Diana Steenbergen from IGN rated the episode with 9/10 saying: "Every element of what the show does best is on display in "Rose": quick-paced storytelling, an ever-expanding mythology and likable characters with unexpected relationships."

Reagan of The TV Chick gave a B+ rating to the episode saying that it was a good, solid one. "We definitely found out a ton more information as far as the curse goes. We also met some new pertinent characters. Most importantly, we found out about the Original Vampires. I also really liked finding out that Katherine was the Petrova Doppelganger. [...] I’m looking forward to finding out more about all of this."
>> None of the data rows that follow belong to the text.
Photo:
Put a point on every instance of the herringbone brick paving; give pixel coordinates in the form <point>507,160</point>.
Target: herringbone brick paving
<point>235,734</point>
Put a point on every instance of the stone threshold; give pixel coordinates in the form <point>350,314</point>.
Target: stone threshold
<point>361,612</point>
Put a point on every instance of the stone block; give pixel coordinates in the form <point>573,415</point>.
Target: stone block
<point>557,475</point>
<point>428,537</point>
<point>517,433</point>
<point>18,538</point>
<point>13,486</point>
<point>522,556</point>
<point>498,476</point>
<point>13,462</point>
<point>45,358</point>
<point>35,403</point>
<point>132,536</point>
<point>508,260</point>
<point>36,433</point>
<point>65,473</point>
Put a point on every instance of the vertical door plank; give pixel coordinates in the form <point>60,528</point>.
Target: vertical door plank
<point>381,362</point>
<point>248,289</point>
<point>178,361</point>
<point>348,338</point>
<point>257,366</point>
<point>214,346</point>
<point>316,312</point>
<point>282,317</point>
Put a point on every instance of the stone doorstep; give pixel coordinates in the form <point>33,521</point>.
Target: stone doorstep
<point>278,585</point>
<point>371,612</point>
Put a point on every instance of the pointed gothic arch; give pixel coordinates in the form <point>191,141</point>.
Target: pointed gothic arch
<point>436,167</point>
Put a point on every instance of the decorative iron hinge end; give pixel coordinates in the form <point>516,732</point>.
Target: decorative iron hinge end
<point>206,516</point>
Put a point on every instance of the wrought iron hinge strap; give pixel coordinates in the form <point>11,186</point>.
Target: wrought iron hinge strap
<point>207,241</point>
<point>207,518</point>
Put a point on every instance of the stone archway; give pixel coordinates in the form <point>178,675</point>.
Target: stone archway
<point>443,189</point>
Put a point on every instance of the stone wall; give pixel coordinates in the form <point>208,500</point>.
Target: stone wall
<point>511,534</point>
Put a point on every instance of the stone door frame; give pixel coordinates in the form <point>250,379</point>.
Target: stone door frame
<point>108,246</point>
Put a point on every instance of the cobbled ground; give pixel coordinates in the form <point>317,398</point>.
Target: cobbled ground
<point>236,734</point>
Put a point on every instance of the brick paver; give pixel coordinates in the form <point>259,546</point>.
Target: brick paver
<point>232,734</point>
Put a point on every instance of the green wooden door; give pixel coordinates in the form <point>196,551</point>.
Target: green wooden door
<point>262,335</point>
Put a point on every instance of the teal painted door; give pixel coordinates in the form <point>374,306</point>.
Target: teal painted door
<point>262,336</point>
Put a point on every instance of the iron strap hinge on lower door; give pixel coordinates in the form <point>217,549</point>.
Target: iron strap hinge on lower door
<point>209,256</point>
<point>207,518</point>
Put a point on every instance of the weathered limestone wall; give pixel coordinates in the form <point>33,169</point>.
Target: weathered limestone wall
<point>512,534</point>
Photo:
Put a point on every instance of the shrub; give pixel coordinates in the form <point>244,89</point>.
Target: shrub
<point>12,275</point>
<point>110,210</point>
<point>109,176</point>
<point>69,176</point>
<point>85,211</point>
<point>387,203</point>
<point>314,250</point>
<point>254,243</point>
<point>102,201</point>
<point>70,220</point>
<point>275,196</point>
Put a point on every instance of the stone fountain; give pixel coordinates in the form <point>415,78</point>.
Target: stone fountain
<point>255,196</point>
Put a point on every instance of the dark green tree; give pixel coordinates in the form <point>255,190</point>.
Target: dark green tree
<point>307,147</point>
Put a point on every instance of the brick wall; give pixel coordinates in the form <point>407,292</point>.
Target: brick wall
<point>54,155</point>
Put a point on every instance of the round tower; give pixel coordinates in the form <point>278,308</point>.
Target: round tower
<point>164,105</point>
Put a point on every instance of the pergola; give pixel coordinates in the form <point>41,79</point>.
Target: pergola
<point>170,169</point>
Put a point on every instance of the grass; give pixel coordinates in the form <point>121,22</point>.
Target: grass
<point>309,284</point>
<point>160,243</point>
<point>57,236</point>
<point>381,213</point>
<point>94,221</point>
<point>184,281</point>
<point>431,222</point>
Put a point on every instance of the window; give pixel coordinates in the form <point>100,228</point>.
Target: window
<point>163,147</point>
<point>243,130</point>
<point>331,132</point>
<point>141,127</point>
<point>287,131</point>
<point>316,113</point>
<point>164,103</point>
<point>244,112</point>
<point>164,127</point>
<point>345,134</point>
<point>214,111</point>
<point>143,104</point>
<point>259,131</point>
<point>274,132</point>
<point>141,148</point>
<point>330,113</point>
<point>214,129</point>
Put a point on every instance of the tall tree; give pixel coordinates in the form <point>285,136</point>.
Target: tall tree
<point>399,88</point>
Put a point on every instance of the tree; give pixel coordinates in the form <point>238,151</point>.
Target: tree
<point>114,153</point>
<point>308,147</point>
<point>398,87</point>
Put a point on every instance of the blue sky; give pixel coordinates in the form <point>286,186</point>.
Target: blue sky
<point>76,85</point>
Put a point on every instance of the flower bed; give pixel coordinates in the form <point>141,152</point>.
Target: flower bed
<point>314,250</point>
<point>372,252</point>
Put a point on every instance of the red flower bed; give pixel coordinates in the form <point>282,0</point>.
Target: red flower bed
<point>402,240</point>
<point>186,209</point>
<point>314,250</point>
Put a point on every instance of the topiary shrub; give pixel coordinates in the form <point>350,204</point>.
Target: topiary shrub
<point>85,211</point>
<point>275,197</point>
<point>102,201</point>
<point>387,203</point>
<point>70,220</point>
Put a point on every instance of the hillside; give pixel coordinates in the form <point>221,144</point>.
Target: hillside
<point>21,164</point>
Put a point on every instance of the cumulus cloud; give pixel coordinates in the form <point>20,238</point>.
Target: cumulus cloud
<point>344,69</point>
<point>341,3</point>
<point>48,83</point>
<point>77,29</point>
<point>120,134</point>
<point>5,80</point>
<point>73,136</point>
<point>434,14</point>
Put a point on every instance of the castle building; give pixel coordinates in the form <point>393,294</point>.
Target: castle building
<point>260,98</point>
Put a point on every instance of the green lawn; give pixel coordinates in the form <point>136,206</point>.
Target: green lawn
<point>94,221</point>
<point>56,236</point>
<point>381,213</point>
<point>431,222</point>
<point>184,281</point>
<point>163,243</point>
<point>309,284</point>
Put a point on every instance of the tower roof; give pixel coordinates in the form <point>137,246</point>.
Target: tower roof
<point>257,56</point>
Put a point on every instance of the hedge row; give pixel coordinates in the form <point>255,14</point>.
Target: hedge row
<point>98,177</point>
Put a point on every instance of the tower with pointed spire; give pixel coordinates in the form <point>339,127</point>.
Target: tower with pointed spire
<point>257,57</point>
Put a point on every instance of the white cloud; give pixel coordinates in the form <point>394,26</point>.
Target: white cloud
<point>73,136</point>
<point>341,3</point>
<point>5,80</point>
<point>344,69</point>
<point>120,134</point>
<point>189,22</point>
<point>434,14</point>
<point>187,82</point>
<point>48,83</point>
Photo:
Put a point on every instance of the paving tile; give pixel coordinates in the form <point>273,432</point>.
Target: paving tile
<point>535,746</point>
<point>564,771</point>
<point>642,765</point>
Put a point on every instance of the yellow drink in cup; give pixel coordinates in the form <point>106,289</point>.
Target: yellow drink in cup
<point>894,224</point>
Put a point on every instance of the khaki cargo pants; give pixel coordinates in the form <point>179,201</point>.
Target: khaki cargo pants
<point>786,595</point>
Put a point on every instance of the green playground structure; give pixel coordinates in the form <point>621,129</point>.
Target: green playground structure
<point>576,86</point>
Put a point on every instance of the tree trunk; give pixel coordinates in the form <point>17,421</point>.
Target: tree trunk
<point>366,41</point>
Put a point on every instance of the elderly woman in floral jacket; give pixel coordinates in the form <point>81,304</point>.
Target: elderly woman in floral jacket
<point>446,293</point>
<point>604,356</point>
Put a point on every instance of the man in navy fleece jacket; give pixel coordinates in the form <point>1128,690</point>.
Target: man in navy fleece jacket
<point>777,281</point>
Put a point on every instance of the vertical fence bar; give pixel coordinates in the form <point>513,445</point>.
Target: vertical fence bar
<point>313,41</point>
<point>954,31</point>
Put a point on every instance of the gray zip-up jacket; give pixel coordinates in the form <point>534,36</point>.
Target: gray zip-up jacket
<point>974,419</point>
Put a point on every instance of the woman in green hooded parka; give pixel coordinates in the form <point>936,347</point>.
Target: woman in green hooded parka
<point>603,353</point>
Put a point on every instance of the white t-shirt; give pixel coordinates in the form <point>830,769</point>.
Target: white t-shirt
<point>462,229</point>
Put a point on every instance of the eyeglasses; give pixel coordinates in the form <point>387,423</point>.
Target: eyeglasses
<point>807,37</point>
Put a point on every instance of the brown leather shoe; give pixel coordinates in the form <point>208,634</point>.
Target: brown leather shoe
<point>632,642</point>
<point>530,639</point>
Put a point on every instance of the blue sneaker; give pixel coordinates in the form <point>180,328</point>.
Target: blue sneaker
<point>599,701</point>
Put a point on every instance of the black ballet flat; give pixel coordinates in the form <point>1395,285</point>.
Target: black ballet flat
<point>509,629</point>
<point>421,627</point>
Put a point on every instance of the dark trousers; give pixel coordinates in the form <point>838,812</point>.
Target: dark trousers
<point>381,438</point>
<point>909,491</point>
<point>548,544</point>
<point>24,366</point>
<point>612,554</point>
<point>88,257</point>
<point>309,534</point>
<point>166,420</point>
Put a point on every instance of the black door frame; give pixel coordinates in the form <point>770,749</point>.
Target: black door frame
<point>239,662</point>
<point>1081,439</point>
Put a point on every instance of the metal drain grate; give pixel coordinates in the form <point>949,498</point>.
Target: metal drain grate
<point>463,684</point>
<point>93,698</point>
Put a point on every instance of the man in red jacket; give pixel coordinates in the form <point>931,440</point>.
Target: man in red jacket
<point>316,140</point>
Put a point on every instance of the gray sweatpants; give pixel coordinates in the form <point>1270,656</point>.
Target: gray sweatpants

Josie Kafka from Doux Reviews rated the episode with 3.5/4 even saying that it was not one of the best episodes. "This was not the best episode ever, and it had some glaring inconsistencies, but the Massive Information Dump pretty much set up the rest of the season and contributed a huge amount of (relevant) lore to the world of the Vampire Diaries."

The review from Den of Geek was positive with the reviewer saying that it was a pretty good episode with a good set-up which will allow the next one to start with a bang. "While I was shocked to find out that Elena is the key to the sun and moon curse, I wasn't expecting to find out that Katherine was once a doppelganger herself. I am interested to see where this news takes us in episodes to come."

Despite the positive reviews, Robin Franson Pruter of Forced Viewing rated the episode with 2/4 saying that it was an uneven episode introduces major storyline and characters. "Overall, this episode is a mixed bag. Too much of the episode is weak for me to give it a positive judgment, but two strong closing scenes—one relationship-related, one plot/threat-related—and the beginning of a new relationship (Caroline/Tyler, which, at this point, is merely friendship) keep the episode on the cusp of being good."